4. 842, Serments de Strasbourg. Lors du pacte conclu entre les armées du Roi de Francie occidentale Charles le Chauve et le roi de Germanie-Austrasie Louis le Germanique, ce dernier prononce son serment devant les armées de son frère et allié dans leur langue, le « roman ». Le basilecte acquiert une existence officielle et son autonomie vis-à-vis du latin est consacrée. Le roman de France est la première langue émancipée du latin à être reconnue dans la Romania (ibid., p. 37). La reconnaissance est d’abord politique. 5. XIIe siècle. Un mésolecte scriptural entre le bas-latin littéraire et les dialectes romans

du nord et de l’est de la France est élaboré pour les besoins de communications écrites des clercs et des marchands. Une pluriglossie institutionnelle se met en place avec une variété littéraire, le latin, une variété écrite véhiculaire, le français écrit du nord et de l’est inspiré du francien (Cohen, 1947, p. 80), et enfin les dialectes d’oïl et d’oc du royaume. L’émergence de la triade acrolecte-mésolecte-basilecte est pragmatique. 6. 15 août 1539, Ordonnance de Villers-Cotterêts. Le français, langue du roi et donc langue

« maternelle » française est promu langue juridique du royaume à la place du latin, devenu incompréhensible à la majorité des sujets.
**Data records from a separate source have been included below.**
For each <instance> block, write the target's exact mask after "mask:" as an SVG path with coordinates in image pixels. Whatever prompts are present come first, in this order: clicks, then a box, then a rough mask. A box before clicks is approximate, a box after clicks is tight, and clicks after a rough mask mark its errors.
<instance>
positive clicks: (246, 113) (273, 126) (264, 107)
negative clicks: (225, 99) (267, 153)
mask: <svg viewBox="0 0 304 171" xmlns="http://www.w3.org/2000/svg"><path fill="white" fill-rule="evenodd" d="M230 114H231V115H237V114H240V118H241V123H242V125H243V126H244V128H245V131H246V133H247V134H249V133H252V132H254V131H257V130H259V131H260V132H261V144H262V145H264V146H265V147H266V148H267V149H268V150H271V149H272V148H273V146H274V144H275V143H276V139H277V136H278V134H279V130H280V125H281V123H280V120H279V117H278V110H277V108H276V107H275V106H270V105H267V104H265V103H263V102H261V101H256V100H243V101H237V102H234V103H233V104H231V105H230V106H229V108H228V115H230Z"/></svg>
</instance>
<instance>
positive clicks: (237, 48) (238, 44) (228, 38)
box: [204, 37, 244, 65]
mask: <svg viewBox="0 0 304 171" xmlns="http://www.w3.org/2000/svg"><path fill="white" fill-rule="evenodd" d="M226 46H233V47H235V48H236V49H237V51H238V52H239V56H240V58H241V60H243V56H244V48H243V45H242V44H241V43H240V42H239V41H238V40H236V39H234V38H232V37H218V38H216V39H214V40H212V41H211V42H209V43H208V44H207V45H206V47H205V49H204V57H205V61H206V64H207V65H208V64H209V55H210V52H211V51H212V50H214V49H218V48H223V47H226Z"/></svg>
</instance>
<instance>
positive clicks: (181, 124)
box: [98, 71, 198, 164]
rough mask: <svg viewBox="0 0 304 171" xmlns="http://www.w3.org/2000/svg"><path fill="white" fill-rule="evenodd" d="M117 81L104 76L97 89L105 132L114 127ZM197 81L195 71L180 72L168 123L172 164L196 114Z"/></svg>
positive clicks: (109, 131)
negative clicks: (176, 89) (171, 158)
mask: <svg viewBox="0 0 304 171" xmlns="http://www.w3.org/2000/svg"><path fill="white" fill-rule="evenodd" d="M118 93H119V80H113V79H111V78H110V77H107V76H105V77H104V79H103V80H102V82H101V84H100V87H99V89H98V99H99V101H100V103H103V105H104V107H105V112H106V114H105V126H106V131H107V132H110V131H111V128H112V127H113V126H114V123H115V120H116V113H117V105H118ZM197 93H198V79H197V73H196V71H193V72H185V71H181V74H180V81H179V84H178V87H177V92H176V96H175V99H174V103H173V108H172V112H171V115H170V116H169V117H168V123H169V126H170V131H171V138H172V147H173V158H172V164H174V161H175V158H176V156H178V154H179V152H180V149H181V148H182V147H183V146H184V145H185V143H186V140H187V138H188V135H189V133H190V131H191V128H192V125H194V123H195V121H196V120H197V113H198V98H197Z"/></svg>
L’acrolecte latin disparaît de l’espace institutionnel français. Le français standard le remplace comme variété haute à côté des dialectes romans vernaculaires, encore très présents sur le territoire. Il faut attendre la fin du XIXe siècle avec la généralisation de la scolarisation publique et le développement de la presse pour voir le français standard se diversifier lui-même en français familier et populaire aux dépens des dialectes romans (Glessgen, 2012, p. 398). L’histoire de l’élaboration du français illustre l’intensité des mouvements élémentaires à l’intérieur d’un écosystème et leur impact sur l’environnement entier. Les migrations des peuples, les exigences commerciales et les décisions politiques ont modifié le corpus et le statut

d’un idiome passé de variété dialectale à langue officielle et nationale. Au niveau du corpus, le français s’est progressivement démarqué du latin pour que ce dernier ne soit plus compréhensible aux francophones. Au niveau du statut, il est passé successivement par les quatre rôles langagiers présentés par W.F. Mackey (Mackey (1), 1989, p. 36), au point de les assumer tous :

- 1. Un langage vernaculaire : parler spontané pour « communier » au sein de la communauté, le français a endossé cette seule fonction depuis l’installation des Francs jusqu’à l’Ordonnance de Villers-Cotterêts ;

- 2. Un langage véhiculaire : langage de la communication quand il a été élaboré à l’écrit pour les échanges dans la Romania du haut Moyen Âge ;

- 3. Un langage référendiaire : récipient de la culture, des traditions orales et écrites, de l’histoire écrite, depuis qu’il est le support privilégié des auteurs littéraires et des poètes dès le XVIe siècle ;

- 4. Un langage mythique : langage du sacré, là encore depuis le XVIe siècle et le choix par les Protestants de la Bible et de la liturgie en français (Cohen, 1947, p. 160). En énonçant le concept d’écologie linguistique, E. Haugen a délimité un espace aux dimensions diachroniques et synchroniques qui permet d’observer tous les mécanismes à l’œuvre dans l’évolution et la modification des tissus sociolinguistiques. Dans une écologie linguistique, la société est un écosystème dans lequel les langues jouent des rôles déterminés et assument des fonctions sociales. Elles sont donc par nature l’objet de décisions et de manipulations morphologiques, sociologiques ou symboliques qui altèrent en même temps leur corpus et leur statut. Dans cet ordre d’idées, leurs locuteurs sont eux-mêmes automatiquement affectés et contribuent à l’évolution du système perçu comme cohérent sans être autarcique.